"You are the sky. Everything else - it's just the weather." Pema Chodron
There are so many layers of meaning within this statement but, ultimately, doesn't it invite the inquiry into the nature of self identity? So before you read on, maybe you could take a moment to answer this question for yourself: "Who or what, exactly, am I?"
We all have different answers of course, but my guess is you've responded with something such as: your gender and age, your job, education and marital status. You may have included whether you have children and how many. Some people might reply with - "I'm depressed" or, "I'm an alcoholic/workaholic/shopaholic". For most of us the list describing who/what we are would include the various roles we play within society (wife, mother, son, volunteer), the emotional tendencies we have and beliefs we hold dear, the ways in which we think, descriptions of physical appearance, etc... You get the picture.
We spend our lives wearing these labels, taking them on as though they are the very essence of what/who we are - our very identity, our skin. And we rarely, if ever, stop to ask if any of this is true. After all, one emotion is felt and another follows soon after - and another, and another, ad infinitum. This one thought (experienced now and deeply invested in, dwelled upon) might even be in direct opposition to the next. Doesn't all this quite naturally beg the question: "Is the essence of what I really am this role I play that once was not so? Or these emotions/thoughts/physical aspects that constantly change or come and go?"

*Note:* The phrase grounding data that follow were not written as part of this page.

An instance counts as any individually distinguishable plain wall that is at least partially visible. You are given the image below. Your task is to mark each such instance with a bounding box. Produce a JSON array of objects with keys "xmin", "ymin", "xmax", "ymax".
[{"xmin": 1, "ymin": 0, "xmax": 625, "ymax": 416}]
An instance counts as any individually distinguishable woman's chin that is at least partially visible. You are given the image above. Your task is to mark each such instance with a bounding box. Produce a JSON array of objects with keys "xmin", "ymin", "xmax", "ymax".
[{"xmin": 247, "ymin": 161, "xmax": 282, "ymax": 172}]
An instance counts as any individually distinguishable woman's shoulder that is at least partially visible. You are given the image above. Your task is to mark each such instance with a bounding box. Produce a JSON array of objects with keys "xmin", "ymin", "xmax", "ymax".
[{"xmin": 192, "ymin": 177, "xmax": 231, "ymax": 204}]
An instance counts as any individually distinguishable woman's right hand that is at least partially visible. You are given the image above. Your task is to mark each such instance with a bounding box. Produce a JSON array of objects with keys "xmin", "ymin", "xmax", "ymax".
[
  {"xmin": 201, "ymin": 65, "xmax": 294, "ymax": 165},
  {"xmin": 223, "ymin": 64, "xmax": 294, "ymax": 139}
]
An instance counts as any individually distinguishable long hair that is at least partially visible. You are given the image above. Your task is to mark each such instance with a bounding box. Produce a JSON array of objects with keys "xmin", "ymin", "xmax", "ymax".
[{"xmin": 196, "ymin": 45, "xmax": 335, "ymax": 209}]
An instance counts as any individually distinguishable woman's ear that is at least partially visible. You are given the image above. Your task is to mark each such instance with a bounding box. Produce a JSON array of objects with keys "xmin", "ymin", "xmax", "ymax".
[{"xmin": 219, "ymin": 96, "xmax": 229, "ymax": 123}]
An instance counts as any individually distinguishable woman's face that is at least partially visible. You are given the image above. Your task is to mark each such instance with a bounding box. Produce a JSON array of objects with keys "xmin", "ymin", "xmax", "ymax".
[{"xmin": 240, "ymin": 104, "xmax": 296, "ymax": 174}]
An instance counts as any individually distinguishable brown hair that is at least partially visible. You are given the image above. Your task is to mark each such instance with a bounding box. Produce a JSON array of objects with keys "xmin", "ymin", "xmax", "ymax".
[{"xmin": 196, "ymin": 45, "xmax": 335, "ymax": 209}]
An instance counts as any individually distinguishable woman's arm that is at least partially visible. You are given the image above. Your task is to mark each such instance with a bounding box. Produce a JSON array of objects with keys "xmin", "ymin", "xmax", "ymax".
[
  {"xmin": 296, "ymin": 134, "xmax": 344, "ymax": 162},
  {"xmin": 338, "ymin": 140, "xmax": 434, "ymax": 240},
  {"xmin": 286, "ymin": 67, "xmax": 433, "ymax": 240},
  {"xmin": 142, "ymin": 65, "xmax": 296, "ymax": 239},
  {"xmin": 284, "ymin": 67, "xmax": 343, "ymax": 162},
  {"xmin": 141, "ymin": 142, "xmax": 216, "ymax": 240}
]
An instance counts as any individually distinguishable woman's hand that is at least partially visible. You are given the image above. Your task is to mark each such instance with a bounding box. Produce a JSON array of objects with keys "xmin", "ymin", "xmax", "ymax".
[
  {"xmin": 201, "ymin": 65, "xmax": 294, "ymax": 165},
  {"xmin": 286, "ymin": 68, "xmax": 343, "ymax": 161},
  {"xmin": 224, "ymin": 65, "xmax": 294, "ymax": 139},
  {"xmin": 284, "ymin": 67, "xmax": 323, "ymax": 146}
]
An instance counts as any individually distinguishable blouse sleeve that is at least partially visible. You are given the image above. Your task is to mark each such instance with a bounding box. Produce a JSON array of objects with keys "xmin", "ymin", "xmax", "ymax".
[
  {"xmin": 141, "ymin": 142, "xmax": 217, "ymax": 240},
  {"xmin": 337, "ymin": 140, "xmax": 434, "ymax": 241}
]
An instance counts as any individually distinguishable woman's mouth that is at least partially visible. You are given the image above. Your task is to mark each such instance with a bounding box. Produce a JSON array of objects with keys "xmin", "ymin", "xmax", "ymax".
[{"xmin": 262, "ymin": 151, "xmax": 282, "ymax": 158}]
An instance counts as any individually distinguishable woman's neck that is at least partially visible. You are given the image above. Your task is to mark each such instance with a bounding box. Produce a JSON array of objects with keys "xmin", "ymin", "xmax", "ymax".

So maybe ask again, but this time take a moment to just BE - before thought arises and between one emotion and the next. You'll find the essence of what you are in the space between breaths, between one "cloudy day" and the next. Feel into what's here when the emotion subsides or the thought is gone. Look to the silent, perfect vastness of what you are and always have been before the mind arrives on the scene to say otherwise. Then tell me if you're "the sky or the weather".